危うく服の中へ侵入するところをスタッフに払い落としてもらい、防ぐことができた。

温暖化でエサが増えたことが要因か

全国の広い範囲で農作物への被害防止を呼びかける「カメムシ注意報」が出されているが、広島県ではまだ発表に至っていない。

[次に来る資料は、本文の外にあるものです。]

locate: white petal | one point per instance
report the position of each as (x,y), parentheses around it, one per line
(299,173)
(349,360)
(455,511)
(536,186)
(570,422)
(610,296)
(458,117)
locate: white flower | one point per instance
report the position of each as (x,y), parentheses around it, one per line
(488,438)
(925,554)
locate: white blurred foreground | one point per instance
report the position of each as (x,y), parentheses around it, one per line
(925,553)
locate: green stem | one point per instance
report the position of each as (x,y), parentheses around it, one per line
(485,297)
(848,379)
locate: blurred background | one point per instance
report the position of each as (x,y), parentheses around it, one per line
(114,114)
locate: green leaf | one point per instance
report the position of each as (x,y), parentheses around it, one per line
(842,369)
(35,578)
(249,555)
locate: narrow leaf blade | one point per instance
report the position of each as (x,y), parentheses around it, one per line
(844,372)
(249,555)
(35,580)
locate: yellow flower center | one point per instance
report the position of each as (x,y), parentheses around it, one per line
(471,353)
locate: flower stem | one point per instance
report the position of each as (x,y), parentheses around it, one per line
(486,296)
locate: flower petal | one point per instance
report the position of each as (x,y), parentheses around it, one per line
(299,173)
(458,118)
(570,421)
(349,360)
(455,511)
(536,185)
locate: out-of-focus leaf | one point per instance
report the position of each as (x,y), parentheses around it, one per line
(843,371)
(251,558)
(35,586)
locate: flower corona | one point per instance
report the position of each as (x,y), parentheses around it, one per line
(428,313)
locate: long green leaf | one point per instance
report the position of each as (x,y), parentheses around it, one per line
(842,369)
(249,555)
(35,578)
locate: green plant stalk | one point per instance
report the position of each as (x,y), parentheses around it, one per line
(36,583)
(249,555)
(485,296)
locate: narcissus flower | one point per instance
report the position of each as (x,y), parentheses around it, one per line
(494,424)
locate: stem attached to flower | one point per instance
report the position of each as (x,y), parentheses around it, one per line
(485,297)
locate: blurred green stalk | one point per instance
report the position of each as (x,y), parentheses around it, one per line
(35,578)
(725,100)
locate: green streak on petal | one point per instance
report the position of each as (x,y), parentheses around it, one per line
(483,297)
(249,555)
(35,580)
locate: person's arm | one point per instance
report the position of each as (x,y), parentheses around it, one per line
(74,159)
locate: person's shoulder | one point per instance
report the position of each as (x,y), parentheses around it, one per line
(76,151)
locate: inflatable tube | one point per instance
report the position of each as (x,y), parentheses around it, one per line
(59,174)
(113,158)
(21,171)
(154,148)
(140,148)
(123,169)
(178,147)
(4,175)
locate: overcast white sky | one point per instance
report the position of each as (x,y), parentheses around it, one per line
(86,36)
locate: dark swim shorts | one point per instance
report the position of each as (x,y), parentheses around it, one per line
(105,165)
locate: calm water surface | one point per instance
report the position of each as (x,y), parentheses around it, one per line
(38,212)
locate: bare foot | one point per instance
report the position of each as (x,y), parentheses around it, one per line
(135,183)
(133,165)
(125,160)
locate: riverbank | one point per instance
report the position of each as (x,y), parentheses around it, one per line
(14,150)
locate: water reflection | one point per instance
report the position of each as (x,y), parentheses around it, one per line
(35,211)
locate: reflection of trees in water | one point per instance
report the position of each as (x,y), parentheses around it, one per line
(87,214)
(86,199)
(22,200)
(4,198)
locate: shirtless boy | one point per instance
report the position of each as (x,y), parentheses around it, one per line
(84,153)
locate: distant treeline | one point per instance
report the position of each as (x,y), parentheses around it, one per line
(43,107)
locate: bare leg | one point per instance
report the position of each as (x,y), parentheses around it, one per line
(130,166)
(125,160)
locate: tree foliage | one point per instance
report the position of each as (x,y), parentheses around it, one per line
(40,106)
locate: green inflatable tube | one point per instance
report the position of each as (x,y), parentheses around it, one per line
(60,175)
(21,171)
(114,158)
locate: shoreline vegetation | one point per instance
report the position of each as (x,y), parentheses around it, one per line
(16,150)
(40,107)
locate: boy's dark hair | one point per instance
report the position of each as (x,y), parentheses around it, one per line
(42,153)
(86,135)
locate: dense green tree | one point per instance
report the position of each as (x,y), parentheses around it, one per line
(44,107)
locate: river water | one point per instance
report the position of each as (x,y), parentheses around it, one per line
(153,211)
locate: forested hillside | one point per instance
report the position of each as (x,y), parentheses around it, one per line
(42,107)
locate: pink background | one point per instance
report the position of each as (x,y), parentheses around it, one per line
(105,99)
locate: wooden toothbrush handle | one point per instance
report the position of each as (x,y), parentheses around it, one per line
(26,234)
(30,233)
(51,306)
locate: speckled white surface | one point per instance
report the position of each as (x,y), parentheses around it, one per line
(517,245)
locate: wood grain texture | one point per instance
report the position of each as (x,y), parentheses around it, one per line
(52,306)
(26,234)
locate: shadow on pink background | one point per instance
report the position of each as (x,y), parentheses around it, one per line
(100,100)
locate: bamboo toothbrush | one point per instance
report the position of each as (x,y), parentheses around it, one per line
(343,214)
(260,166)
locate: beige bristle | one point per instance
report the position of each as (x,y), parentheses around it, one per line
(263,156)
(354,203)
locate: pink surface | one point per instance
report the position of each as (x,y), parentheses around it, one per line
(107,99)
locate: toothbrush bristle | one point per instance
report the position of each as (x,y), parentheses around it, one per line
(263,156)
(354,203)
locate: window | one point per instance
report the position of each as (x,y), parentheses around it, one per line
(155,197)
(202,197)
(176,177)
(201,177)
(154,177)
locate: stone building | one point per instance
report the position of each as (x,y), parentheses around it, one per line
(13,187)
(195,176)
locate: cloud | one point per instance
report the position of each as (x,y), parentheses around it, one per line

しかし、害虫駆除の専門業者は県内でも、近年例を見ない事態が起きていると注意を呼びかけている。

広島県薬業 サニタリーサービス部・手塚孝志 部長:
緑色のツヤアオカメムシが非常に多い気がします。エサとなるスギやヒノキの実が今年は多いんじゃないかと

地球温暖化の影響などで、春先に幼虫のエサが増えたことが要因の1つに考えられるという。

広島県薬業 サニタリーサービス部・手塚孝志 部長:
暖かいところを求めて、越冬する場所を求めて室内にも飛んでくる。11月いっぱいくらいまでは気をつけて、夜間は窓を開けっぱなしにしないようにしてください

視聴者撮影のカメムシ
視聴者撮影のカメムシ

カメムシの影響は臭いだけでなく、ミカンやナシなどの果物をストロー状の口で突き破り果汁を吸う「食害」もある。足の根元部分に液体を分泌する箇所があり、直接液体が付着すると皮膚炎を生じることも。カメムシに刺激を与えると自己防衛のために分泌するので、触らないよう注意が必要だ。